The income tax department is actually tracking your every financial transaction. Wadhwa says, “Every bank is required to report high value transactions to the department through an Annual Information Return (AIR). Some of these types of transactions include cash deposits aggregating to Rs 10 lakh or more in a financial year, in one or more saving accounts of a person, depositing money in fixed deposits aggregating to Rs 10 lakh or more in financial year and so on.”
Any transaction reported by these financial institutions under your PAN which does not match with the income claimed by you in your ITR are bound to raise suspicion.
The tax department will ask you to provide documents and transactional proofs such as bank account statement etc. for the same. If you are unable to provide the same, then the department will reject your claim and ask you to pay additional tax on the income along with interest and penalty.

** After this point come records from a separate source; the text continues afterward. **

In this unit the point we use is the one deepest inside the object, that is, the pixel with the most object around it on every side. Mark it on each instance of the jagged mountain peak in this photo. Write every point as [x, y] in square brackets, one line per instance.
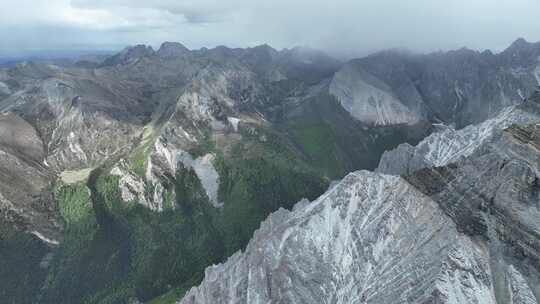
[129, 55]
[172, 50]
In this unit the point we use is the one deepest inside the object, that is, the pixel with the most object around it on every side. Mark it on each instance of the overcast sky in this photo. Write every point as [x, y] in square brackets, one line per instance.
[350, 27]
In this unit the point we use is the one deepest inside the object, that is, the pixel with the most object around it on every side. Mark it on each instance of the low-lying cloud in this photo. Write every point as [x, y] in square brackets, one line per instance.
[343, 27]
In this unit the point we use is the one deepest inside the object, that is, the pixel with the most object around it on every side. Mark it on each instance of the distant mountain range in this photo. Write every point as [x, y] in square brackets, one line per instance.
[123, 177]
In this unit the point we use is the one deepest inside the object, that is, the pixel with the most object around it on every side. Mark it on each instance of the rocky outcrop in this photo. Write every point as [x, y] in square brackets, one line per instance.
[368, 99]
[457, 87]
[464, 231]
[449, 145]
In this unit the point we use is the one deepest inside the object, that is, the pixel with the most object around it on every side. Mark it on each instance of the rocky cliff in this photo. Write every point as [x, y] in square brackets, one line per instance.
[462, 229]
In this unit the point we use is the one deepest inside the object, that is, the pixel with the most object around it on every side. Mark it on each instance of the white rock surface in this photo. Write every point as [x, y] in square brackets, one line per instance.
[368, 99]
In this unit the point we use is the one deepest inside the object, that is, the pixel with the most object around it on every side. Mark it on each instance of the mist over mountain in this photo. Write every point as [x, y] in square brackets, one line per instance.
[173, 174]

Penalties if discovered by tax department
Chandak says, “When an employee submits fake bills of reimbursements to the employer to claim exemptions to lower the tax liability, then this amounts to a case of misreporting income to lower the tax liability. In such a case the assessing officer may start a scrutiny case against the individual and then it is up to the taxpayer to prove that the bills are genuine.”
If claims are found to be fake, this will result in penalties for misreporting or under-reporting of income. Chandak says, “As per section 270A (1), a penalty of 50 per cent will be levied if income has been under-reported. However, if under-reporting of income is a consequence of misreporting of income, then penalty of 200 per cent can be levied. Therefore, an individual’s deliberately submission of fake bills to misreport the income will attract penalty of 200 per cent.”

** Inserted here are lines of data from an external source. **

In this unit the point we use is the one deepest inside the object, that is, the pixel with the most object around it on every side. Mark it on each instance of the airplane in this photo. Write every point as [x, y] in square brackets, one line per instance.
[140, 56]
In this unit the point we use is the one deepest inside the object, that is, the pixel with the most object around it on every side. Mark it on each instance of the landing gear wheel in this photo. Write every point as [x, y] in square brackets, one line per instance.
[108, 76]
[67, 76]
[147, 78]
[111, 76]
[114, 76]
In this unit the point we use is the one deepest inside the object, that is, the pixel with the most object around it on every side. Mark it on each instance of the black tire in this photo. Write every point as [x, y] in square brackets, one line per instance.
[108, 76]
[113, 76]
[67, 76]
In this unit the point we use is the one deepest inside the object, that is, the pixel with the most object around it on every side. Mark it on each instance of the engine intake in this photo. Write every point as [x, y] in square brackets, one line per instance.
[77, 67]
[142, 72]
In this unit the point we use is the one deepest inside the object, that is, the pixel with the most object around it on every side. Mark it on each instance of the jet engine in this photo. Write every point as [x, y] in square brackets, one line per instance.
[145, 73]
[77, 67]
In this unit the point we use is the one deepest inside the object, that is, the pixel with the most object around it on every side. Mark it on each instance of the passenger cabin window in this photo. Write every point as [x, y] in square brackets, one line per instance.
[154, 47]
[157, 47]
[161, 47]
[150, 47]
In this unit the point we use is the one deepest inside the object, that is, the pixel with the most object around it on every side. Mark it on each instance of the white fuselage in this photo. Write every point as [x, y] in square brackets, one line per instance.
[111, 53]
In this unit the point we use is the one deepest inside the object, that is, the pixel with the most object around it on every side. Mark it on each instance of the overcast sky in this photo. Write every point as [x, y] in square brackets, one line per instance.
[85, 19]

Additionally, an assessee is liable to pay an interest under sections 234A, 234B and 234C of the Income tax Act, adds Wadhwa.
In addition to that, certain allowances such as leave travel allowances can be claimed through only the employer, i.e., they cannot be claimed at the time of filing ITR.

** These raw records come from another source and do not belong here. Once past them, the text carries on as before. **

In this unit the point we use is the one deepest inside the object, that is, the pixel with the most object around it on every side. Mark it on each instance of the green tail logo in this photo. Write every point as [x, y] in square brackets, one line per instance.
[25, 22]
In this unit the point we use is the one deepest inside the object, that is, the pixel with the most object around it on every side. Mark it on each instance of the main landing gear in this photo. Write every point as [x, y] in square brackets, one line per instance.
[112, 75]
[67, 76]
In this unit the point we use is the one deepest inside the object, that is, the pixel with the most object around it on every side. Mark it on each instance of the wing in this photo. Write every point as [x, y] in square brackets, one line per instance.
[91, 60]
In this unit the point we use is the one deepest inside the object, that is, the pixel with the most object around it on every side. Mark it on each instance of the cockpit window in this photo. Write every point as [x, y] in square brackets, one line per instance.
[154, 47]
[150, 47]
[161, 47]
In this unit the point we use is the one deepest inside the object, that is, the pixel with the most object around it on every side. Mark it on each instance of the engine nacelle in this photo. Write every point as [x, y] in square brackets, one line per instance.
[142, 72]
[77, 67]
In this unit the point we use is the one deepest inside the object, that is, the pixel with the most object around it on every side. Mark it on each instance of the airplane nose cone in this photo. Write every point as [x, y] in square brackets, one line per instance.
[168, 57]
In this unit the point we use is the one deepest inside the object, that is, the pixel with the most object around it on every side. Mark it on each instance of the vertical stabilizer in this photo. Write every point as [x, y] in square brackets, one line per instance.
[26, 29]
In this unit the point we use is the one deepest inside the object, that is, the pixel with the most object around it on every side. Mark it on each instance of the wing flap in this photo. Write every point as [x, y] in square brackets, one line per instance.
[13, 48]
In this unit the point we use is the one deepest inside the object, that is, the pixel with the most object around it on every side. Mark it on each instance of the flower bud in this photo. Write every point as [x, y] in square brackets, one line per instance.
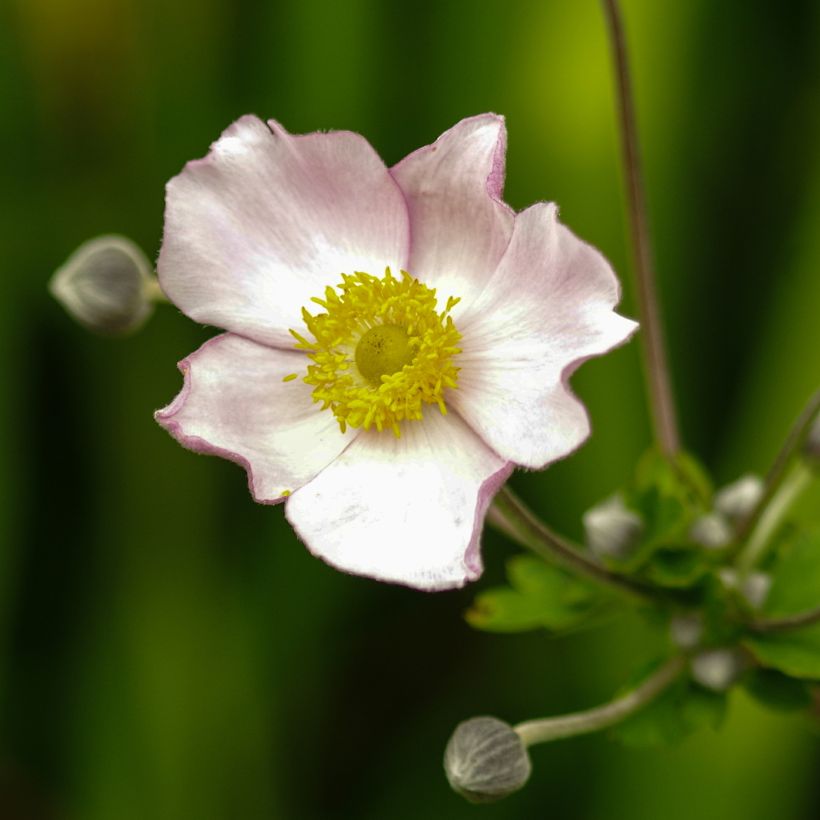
[811, 446]
[612, 530]
[755, 588]
[718, 669]
[686, 631]
[738, 499]
[486, 760]
[711, 531]
[106, 285]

If an employee does not fulfil the conditions to claim the tax deductions in respect of any allowance, that is part of his salary package for a financial year, it is added to his income and taxed accordingly on the rates applicable to his taxable income, says Wadhwa.
Any reimbursements, by your employer, of expenses incurred for official purposes e.g travel on official duty, is exempt from tax to the extent of expenditure incurred. Documentary (bills) proof is required to claim such reimbursements.
Though your claims may be genuine, if it is paid in cash, sometimes it may become difficult to prove it to the assessing officer (AO). Hence, it is important for the taxpayers to keep track of all the original bills and receipts. Moreover, if these payments are made through a bank account or credit card or any other electronic mode then it becomes easier to prove that they are genuine, adds Chandak.